At the top of the plan, the program interacting with SimpleDB simply calls getNext on the root operator; this operator then
calls getNext on its children, and so on, until these leaf operators are called. They fetch tuples from disk and pass them up the
tree (as return arguments to getNext); tuples propagate up the plan in this way until they are output at the root or combined or
rejected by another operator in the plan.
For this time, you will only need to implement one SimpleDB operator.
Exercise 6. Implement the skeleton methods in:
src/simpledb/SeqScan.java
This operator sequentially scans all the tuples from the pages of the table specified by the tableid in the constructor. This
operator should access tuples through the DbFile.iterator() method.
At this point, you should be able to complete the ScanTest system test.
Good work! You will fill in other operators in subsequent assignments.
3. Logistics
You must submit your code (see below) as well as a short (2 pages, maximum) writeup describing your approach. This writeup
should:
• Describe any design decisions you made. These may be minimal for pa1.
• Discuss and justify any changes you made to the API.
• Describe any missing or incomplete elements of your code.

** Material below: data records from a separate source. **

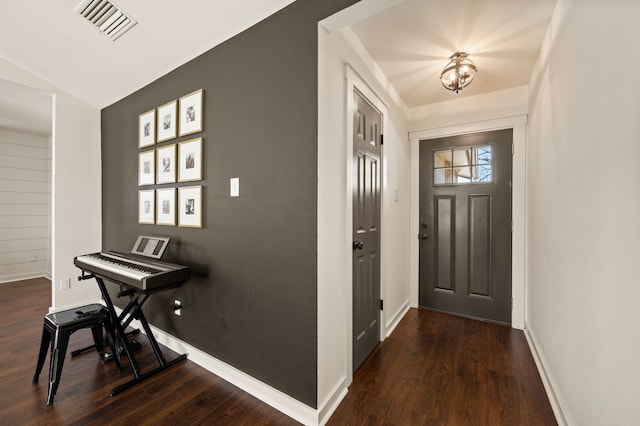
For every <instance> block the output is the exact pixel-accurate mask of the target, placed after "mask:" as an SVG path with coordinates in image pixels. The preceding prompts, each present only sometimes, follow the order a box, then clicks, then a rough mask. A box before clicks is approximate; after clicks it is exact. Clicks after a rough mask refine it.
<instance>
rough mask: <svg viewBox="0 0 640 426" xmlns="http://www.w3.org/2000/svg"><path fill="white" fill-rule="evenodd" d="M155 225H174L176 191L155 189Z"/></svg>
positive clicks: (170, 188)
mask: <svg viewBox="0 0 640 426" xmlns="http://www.w3.org/2000/svg"><path fill="white" fill-rule="evenodd" d="M156 225H168V226H175V225H176V189H175V188H163V189H156Z"/></svg>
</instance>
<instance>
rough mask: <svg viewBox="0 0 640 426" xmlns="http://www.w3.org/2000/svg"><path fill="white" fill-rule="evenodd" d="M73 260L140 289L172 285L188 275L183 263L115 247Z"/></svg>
mask: <svg viewBox="0 0 640 426" xmlns="http://www.w3.org/2000/svg"><path fill="white" fill-rule="evenodd" d="M73 263H74V265H76V266H77V267H78V268H80V269H82V270H83V271H87V272H90V273H92V274H94V275H98V276H101V277H104V278H106V279H108V280H112V281H115V282H117V283H119V284H124V285H127V286H131V287H134V288H135V289H136V290H138V291H141V292H143V293H153V292H156V291H159V290H164V289H166V288H169V287H176V286H179V285H181V284H182V283H184V282H185V281H187V280H188V279H189V267H187V266H183V265H176V264H173V263H168V262H163V261H159V260H153V259H150V258H148V257H142V256H136V255H133V254H129V253H120V252H116V251H107V252H99V253H91V254H85V255H82V256H76V257H75V258H74V259H73Z"/></svg>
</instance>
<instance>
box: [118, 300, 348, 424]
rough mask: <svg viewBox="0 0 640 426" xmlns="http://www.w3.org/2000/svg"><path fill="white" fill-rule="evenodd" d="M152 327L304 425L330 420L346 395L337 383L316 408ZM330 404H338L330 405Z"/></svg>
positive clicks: (274, 406) (254, 396) (226, 379)
mask: <svg viewBox="0 0 640 426" xmlns="http://www.w3.org/2000/svg"><path fill="white" fill-rule="evenodd" d="M116 311H117V312H118V314H119V313H120V312H121V311H122V310H121V309H120V308H118V307H116ZM131 326H132V327H136V328H139V329H140V331H141V332H144V329H143V328H142V324H141V323H140V322H139V321H137V320H134V321H132V322H131ZM151 330H152V331H153V334H154V336H155V338H156V340H157V341H158V343H161V344H162V345H164V346H166V347H168V348H169V349H171V350H173V351H175V352H177V353H180V354H182V353H187V354H188V359H189V360H191V361H193V362H195V363H196V364H198V365H199V366H201V367H202V368H204V369H206V370H208V371H209V372H211V373H213V374H215V375H216V376H218V377H220V378H222V379H224V380H226V381H227V382H229V383H231V384H233V385H234V386H237V387H238V388H240V389H242V390H243V391H245V392H247V393H248V394H251V395H253V396H254V397H256V398H258V399H259V400H261V401H262V402H264V403H266V404H268V405H270V406H271V407H273V408H275V409H276V410H278V411H280V412H281V413H283V414H286V415H287V416H289V417H291V418H292V419H294V420H296V421H298V422H300V423H302V424H305V425H309V426H317V425H319V424H321V423H320V419H321V415H322V416H327V418H326V420H328V417H329V416H330V415H331V414H333V411H334V410H335V408H336V407H337V406H338V404H339V403H340V401H342V398H344V395H346V387H345V386H344V385H343V386H338V387H337V389H336V392H335V395H332V396H331V397H330V398H328V400H327V401H326V404H327V406H325V407H320V408H319V409H315V408H312V407H309V406H308V405H306V404H304V403H302V402H300V401H298V400H296V399H295V398H292V397H290V396H289V395H287V394H285V393H283V392H281V391H279V390H277V389H275V388H273V387H271V386H269V385H267V384H266V383H263V382H261V381H260V380H258V379H256V378H254V377H252V376H250V375H248V374H246V373H244V372H242V371H240V370H238V369H237V368H235V367H233V366H231V365H229V364H227V363H225V362H222V361H220V360H219V359H217V358H215V357H213V356H211V355H209V354H208V353H206V352H204V351H202V350H200V349H198V348H196V347H194V346H191V345H190V344H188V343H186V342H184V341H182V340H180V339H178V338H176V337H174V336H172V335H170V334H169V333H167V332H165V331H163V330H160V329H159V328H157V327H154V326H151ZM329 404H330V405H331V406H334V405H335V407H333V408H332V407H329ZM326 420H325V422H326Z"/></svg>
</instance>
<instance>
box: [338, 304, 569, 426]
mask: <svg viewBox="0 0 640 426" xmlns="http://www.w3.org/2000/svg"><path fill="white" fill-rule="evenodd" d="M389 348H392V349H389ZM398 360H400V362H398ZM365 424H366V425H369V424H375V425H383V424H384V425H386V424H393V425H492V426H493V425H532V426H533V425H535V426H540V425H555V424H557V423H556V421H555V417H554V415H553V411H552V410H551V406H550V404H549V401H548V399H547V397H546V394H545V393H544V388H543V387H542V382H541V380H540V377H539V375H538V372H537V370H536V368H535V364H534V362H533V358H532V357H531V354H530V352H529V349H528V346H527V345H526V339H524V335H523V333H522V332H521V331H518V330H513V329H511V328H509V327H505V326H500V325H496V324H490V323H486V322H481V321H476V320H472V319H466V318H460V317H455V316H451V315H447V314H444V313H440V312H433V311H428V310H423V309H411V310H410V311H409V312H408V313H407V315H406V316H405V318H403V319H402V321H401V322H400V324H399V325H398V326H397V328H396V329H395V330H394V332H393V334H392V335H391V337H390V338H388V339H387V340H385V341H384V343H383V344H381V345H379V346H378V347H377V348H376V349H375V351H374V352H373V353H372V354H371V355H370V357H369V358H368V359H367V360H366V361H365V362H364V364H363V365H362V367H360V369H359V370H358V371H356V373H355V374H354V381H353V383H352V384H351V386H350V387H349V392H348V394H347V396H346V397H345V399H344V400H343V401H342V403H341V404H340V406H339V407H338V408H337V410H336V412H335V413H334V415H333V416H332V417H331V419H330V420H329V422H328V425H365Z"/></svg>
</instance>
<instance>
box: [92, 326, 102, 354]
mask: <svg viewBox="0 0 640 426" xmlns="http://www.w3.org/2000/svg"><path fill="white" fill-rule="evenodd" d="M91 334H93V343H95V345H96V350H97V351H98V356H99V357H100V358H102V355H103V354H104V335H103V334H102V324H100V325H94V326H93V327H91Z"/></svg>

• Describe how long you spent on the assignment, and whether there was anything you found particularly difficult or
confusing.
7

CAS CS 460: Introduction to Database Systems
Fall 2020

3.1. Collaboration
This assignment should be manageable for a single person, but if you prefer to work with a partner, this is also OK (which is
the default setup in our class). Larger groups than 2 are not allowed. Please indicate clearly who you worked with, if anyone,
on your individual writeup.
3.2. Submitting your assignment
Please only submit source code files on gradescope! Do not submit .class files or anything else. If you worked in a group
make a GROUP submission. Also do not forget to mention the names of the people that collaborated in the write-up!
3.3 Grading
85% of your grade will be based on whether or not your code passes the system test when we run over it. These tests will be
a superset of the tests we have provided. Before handing in your code, you should make sure your code produces no errors
from both ant test and ant systemtest.
Before testing, we will replace your build.xml and the entire contents of the test directory with our version of these files This
means you cannot change the format of dat files You should also be careful changing our APIs. You should test that your code
compiles the unmodified tests.
It will look roughly like this:
$ tar xvzf cs660-pa1.tar.gz $
cd ./CS460-pa1
[replace build.xml and test] $ ant test
$ ant systemtest
[additional tests]
If any of these commands fail, we'll be unhappy, and, therefore, so will your grade. An additional 15% of your grade will be
based on the quality of your writeup and our subjective evaluation of your code.
3.3 Academic Honesty
Assignments must be completed by you or your group. Representing the work of another person as your own is expressly
forbidden. This includes "borrowing", "stealing", copying programs/solutions or parts of them from others. We will use an
automated plagiarism checker. Cheating will not be tolerated under any circumstances.
See the CAS Academic Conduct Code, in particular regarding plagiarism and cheating on exams. A student suspected to
violate this code will be reported to the Academic Conduct Committee, and if found culpable, the student will receive a grade
of "F" for the course.
We hope you enjoy hacking on this assignment!